Salve-se quem puder: vem aí o novo proteccionismo verde
1. O problema ambiental tornou-se crítico para o planeta, pelo que reverter os impactos negativos da actividade humana é uma prioridade absoluta. Todavia, fazer isso à escala global é uma tarefa imensa e frustrante. Esperar que os 8 mil milhões de seres humanos que habitam hoje o planeta, repartidos por 193 Estados soberanos membros das Nações Unidas, extraordinariamente diversos, alguns minúsculos no território e/ou população, outros gigantescos, alguns profundamente expostos aos efeitos mais negativos alterações climáticas, outros não, alguns com imensa riqueza material, outros com uma devastadora pobreza, actuem apenas de forma cooperativa e sem egoísmos, é uma ilusão generosa mas que não ajuda muito a encontrar uma solução.

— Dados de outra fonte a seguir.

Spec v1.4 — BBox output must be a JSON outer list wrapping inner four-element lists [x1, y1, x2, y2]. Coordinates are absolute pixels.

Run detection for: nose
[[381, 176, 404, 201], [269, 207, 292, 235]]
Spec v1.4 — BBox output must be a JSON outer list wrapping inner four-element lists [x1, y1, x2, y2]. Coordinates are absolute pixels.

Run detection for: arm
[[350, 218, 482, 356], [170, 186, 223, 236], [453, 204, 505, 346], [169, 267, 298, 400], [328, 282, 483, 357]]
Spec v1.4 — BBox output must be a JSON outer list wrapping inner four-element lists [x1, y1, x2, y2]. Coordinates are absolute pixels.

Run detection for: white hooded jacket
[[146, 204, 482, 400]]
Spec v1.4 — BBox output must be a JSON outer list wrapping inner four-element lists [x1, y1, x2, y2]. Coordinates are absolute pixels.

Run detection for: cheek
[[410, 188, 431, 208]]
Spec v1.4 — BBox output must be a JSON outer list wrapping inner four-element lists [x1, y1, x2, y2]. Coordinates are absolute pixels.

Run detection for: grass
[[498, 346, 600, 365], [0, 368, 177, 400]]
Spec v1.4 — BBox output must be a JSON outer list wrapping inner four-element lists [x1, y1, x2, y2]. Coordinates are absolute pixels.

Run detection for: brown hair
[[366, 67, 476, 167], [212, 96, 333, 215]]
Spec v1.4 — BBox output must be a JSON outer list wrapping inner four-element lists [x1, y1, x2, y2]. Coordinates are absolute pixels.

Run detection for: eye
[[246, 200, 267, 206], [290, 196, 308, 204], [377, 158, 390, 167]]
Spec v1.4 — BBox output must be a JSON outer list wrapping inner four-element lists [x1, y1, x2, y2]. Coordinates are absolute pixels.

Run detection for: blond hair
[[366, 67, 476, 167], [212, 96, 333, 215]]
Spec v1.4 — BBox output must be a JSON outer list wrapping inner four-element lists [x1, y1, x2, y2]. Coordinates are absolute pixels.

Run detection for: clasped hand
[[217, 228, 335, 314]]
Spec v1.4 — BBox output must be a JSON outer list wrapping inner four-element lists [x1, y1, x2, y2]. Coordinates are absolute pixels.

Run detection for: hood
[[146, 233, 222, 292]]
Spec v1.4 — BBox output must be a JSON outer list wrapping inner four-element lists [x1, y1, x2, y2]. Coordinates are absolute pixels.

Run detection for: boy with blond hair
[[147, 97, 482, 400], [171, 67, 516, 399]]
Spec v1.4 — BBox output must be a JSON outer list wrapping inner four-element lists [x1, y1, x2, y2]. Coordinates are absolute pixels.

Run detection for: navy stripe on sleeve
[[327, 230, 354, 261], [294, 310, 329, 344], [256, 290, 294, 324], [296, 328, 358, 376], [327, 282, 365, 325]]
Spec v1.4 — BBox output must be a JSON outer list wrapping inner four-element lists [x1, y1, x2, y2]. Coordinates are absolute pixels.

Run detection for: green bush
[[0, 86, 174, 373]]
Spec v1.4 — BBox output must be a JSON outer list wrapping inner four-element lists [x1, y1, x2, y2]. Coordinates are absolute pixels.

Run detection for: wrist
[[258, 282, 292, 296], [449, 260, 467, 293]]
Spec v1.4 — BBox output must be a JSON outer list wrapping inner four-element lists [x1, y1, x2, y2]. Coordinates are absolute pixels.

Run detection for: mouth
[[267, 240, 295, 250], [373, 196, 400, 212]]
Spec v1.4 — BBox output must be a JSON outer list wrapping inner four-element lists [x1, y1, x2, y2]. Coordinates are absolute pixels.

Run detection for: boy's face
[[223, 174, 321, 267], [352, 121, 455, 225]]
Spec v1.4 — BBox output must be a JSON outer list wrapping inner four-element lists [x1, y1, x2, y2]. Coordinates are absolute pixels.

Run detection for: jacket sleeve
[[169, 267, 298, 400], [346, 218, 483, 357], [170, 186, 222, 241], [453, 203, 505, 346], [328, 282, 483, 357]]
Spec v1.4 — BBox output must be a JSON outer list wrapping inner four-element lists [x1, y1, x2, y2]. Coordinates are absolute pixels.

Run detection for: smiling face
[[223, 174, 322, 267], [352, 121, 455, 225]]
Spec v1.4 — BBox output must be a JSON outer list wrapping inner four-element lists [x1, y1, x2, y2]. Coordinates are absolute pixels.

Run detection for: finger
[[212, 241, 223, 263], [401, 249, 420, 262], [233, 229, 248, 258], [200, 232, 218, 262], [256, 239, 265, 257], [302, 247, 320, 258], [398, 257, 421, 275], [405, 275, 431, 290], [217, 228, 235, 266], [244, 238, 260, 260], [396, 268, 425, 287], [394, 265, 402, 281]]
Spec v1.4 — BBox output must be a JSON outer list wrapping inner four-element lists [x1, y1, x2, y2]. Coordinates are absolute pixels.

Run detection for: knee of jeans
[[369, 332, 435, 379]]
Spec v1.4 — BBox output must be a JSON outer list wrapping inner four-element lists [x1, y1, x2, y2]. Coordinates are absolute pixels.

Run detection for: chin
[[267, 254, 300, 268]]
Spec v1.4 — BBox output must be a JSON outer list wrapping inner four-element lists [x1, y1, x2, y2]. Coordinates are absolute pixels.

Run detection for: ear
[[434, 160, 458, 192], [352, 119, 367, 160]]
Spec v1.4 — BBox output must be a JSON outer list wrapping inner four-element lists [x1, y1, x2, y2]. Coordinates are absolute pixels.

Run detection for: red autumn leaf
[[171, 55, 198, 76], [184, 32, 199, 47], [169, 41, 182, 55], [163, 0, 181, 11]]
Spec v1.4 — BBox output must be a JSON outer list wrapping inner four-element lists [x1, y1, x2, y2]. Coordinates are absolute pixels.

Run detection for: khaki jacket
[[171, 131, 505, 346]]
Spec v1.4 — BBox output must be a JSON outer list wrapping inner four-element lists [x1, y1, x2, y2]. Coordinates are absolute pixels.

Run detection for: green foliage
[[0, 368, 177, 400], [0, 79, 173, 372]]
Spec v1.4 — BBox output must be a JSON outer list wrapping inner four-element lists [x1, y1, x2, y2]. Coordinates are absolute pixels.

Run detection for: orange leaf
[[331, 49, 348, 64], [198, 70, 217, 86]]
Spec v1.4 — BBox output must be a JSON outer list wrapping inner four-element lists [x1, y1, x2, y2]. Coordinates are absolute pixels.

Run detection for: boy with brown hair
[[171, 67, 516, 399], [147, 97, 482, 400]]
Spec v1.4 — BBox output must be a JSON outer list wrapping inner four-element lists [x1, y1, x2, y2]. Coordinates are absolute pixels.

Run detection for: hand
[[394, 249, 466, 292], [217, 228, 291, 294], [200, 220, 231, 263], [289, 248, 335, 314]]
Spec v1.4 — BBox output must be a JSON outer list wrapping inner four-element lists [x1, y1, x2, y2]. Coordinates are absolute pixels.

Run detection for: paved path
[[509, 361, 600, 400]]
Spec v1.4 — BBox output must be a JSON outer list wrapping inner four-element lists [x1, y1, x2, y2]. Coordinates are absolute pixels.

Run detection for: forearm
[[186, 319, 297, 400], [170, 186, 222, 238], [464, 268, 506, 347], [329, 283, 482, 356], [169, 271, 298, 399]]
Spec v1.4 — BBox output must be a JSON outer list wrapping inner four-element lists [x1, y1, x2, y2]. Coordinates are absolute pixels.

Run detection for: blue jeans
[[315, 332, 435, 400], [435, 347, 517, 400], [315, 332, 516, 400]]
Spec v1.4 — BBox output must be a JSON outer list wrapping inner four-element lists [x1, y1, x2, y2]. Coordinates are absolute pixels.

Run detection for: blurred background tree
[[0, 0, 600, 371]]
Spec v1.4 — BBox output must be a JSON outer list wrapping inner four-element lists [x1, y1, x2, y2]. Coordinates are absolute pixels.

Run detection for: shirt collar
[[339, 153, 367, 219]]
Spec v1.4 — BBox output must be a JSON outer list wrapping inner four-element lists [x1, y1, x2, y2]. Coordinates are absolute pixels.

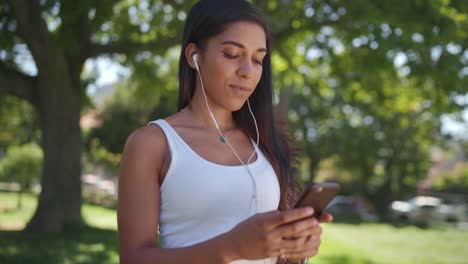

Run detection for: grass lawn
[[0, 192, 468, 264]]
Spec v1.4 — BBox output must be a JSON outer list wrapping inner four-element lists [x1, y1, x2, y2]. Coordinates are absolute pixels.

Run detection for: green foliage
[[433, 162, 468, 192], [0, 94, 40, 153], [0, 143, 43, 190], [87, 138, 121, 174]]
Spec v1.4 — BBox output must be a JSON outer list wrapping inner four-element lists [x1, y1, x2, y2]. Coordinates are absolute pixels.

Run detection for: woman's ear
[[184, 43, 200, 70]]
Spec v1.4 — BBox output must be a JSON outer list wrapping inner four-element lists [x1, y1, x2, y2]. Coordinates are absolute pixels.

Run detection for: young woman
[[118, 0, 332, 264]]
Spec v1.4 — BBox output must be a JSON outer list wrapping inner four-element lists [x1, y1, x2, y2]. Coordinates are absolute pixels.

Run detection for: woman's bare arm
[[117, 125, 237, 264]]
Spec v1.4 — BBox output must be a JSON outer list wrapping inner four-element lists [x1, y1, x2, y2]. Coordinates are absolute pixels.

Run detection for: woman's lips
[[229, 84, 252, 95]]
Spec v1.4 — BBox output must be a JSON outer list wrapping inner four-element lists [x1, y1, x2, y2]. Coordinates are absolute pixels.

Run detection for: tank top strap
[[148, 119, 185, 165]]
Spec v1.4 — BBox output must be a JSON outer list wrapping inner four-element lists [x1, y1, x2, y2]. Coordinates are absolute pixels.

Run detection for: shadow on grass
[[0, 226, 119, 264]]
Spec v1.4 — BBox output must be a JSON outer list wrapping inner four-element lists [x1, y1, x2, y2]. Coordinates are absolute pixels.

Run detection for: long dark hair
[[178, 0, 300, 210]]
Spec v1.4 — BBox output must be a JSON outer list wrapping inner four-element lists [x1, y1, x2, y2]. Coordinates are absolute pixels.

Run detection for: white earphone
[[192, 53, 200, 71], [192, 53, 260, 217]]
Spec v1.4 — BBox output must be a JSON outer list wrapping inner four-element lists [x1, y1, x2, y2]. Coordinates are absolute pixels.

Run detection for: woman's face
[[197, 21, 267, 111]]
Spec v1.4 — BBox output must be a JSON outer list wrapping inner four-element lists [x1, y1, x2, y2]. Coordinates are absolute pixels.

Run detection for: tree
[[0, 143, 42, 209], [0, 0, 187, 231]]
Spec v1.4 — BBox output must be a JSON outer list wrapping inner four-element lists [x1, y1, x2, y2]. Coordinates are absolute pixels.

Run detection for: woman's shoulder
[[124, 120, 167, 160]]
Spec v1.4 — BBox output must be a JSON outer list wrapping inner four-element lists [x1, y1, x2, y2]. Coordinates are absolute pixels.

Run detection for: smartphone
[[294, 182, 340, 219]]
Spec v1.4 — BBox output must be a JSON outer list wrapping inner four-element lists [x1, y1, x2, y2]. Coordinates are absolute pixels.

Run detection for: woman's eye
[[224, 53, 263, 66], [224, 53, 239, 59]]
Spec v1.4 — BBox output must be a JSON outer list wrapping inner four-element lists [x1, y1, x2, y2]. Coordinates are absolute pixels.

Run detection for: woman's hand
[[281, 213, 333, 263], [226, 207, 321, 260]]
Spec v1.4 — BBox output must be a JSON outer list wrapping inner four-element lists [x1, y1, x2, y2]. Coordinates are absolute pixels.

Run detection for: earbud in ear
[[192, 53, 198, 70]]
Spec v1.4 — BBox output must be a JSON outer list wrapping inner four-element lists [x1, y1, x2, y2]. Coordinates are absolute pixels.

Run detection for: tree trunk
[[16, 188, 23, 211], [26, 53, 83, 232]]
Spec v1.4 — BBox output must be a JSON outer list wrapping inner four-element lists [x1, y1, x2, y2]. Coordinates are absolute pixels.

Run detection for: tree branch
[[0, 61, 36, 105], [8, 0, 54, 68], [85, 36, 180, 58]]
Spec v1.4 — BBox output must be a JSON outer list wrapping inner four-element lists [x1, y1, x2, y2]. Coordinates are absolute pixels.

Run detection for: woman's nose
[[238, 58, 254, 79]]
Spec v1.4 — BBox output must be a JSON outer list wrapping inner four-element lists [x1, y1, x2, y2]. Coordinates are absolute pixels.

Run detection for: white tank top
[[149, 119, 280, 264]]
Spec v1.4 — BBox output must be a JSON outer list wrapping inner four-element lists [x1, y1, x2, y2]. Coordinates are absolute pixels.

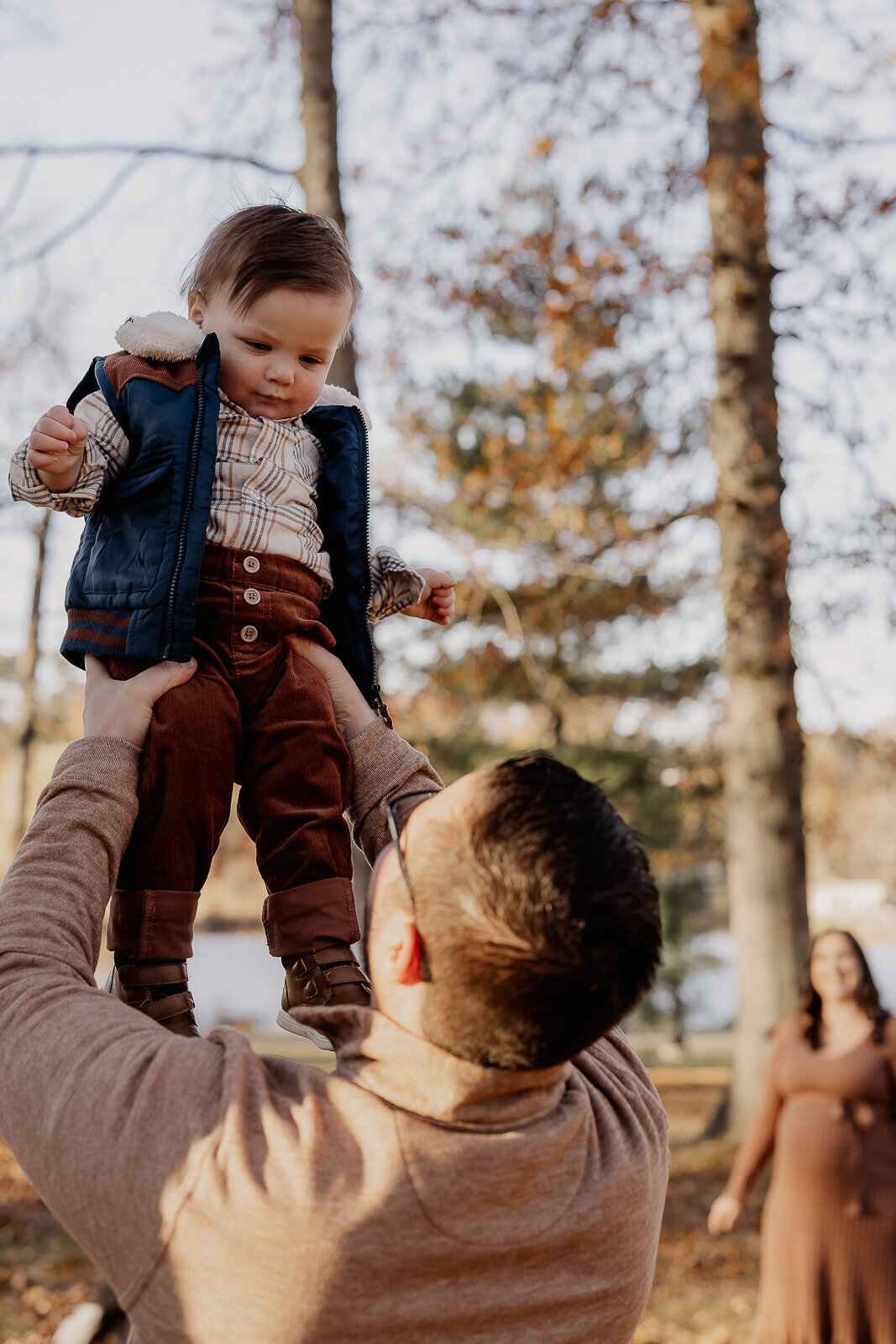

Por natureza, o ser humano é multifacetado e contraditório. É movido por um generoso impulso humanista-globalista de solidariedade com os outros seres humanos. Mas também é movido por um egoísta impulso de autopreservação individual-grupal, que emerge quando confrontado com escolhas críticas. Este último leva à prevalência do interesse de uma comunidade política soberana. Tudo isto ocorre nesta altura com o ambiente: para além do ideal humanista-globalista de salvar o planeta está a emergir um novo “proteccionismo verde” no mundo desenvolvido.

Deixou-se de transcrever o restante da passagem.